Neste mês, a empresa anunciou que pretende cobrar taxas de 47,5% para transações realizadas nos mundos virtuais das suas plataformas. As vendas na Meta Quest Store, loja de jogos e apps, terão taxas de 30%. Já os produtos digitais comercializados no Horizon, um de seus universos, pagam 17,5% ao conglomerado. As tarifas estão bem acima do praticado no mercado.
Mas a novela com os dados ainda não foi superada. Pelo contrário, ganhou novos contornos recentemente. Um documento interno vazado por funcionários da equipe de engenharia de privacidade da Meta mostra que a empresa não tem ideia de como gerenciar os dados dos usuários daqui para frente. Os profissionais indicam que há riscos de a companhia “ser pega em contradição” pelos reguladores ao assumir compromissos que não poderá cumprir.
Alphabet se inspira em Microsoft para virar o jogo no Congresso dos EUA
A dona do Google, por sua vez, seguiu outro caminho. Segundo apuração da “Bloomberg”, a Alphabet está apostando no diálogo com congressistas norte-americanos – o famoso lobby -, a exemplo do que fez a Microsoft, que saiu ilesa dos últimos escândalos. “As novas leis pensadas para regular o poder de mercado da tecnologia não afetam muito os negócios da Microsoft, embora seja a segunda empresa mais valiosa dos EUA”, relata a matéria.
A nova missão da equipe de relações governamentais da Alphabet é estudar o que a Microsoft tem feito e o porquê seu trabalho funciona tão bem. Uma fonte ouvida pela reportagem aponta que há um abismo entre as abordagens das gigantes de tecnologia que surgiram no século 21 e as que já atuam há mais tempo no mercado. “É a diferença entre conversar com alguém com respostas automáticas e uma pessoa que está ouvindo o que você tem a dizer”, disse à “Bloomberg”.
Os investimentos reportados pela Alphabet destinados a atividades de lobby caíram 44% entre 2018 e 2019, saindo de US$ 21,2 milhões para US$ 11,8 milhões. Mas o Google está sob investigação no Departamento de Justiça dos EUA por possível conduta antitruste e batalha contra duas propostas em trâmite no Congresso que podem forçá-lo a mudar seus serviços de busca e a loja de aplicativos. A pressão, especialmente considerando a dependência da operação da coleta de dados, pode ter levado a companhia a rever sua política de relacionamento.

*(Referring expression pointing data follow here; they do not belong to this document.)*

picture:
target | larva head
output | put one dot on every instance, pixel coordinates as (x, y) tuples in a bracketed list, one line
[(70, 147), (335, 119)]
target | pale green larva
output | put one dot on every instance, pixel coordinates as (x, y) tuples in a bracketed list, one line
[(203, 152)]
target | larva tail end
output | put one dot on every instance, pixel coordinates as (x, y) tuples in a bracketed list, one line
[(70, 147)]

Por ora, a única vantagem que o Google conta em favor da sua popularidade nas terras do Tio Sam é o fato de “não ser o Facebook”, conforme apontam os congressistas e fontes ouvidas pela “Bloomberg”. Nenhuma das empresas quis comentar o caso à agência de notícias.

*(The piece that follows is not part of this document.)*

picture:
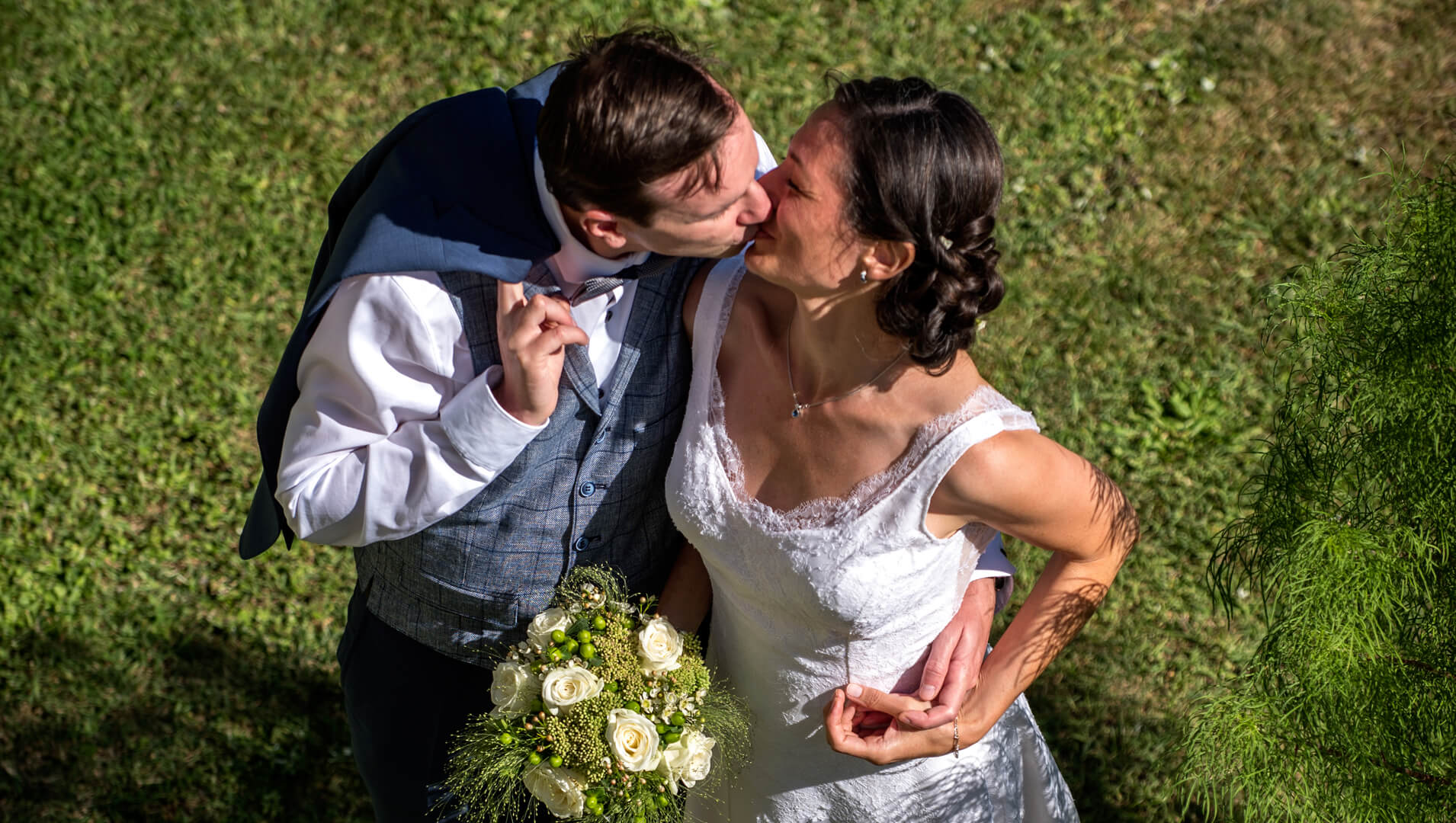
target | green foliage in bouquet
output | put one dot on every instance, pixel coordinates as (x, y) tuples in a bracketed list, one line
[(1347, 709), (603, 711)]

Conta para o Google e para a Meta chega junto com crise global
Diante da crescente desconfiança do mercado sobre o negócio das big techs, a Alphabet já antecipou medidas. A companhia anunciou na terça-feira a abertura do programa de recompra dos próprios ativos na bolsa. O conselho de administração da big tech aprovou destinar nada menos que US$ 70 bilhões para a compra das ações. A saída é um remédio para atenuar a queda do preço de suas ações no mercado.
Meta e Google, da Alphabet, diferenciam-se de seus pares no setor – como a própria Microsoft, que agradou na apresentação do seu primeiro trimestre – por dependerem quase exclusivamente da venda de anúncios. Com a retomada das atividades sociais e, principalmente, com o aumento da concorrência e a crescente pressão dos órgãos reguladores, a sua lua de mel com o mercado está perto do fim. Mais ainda: em um cenário macroeconômico adverso, a paciência de investidores está sempre beirando o limite. É que a conta chegou para o setor e é hora de entregar resultados à altura das expectativas.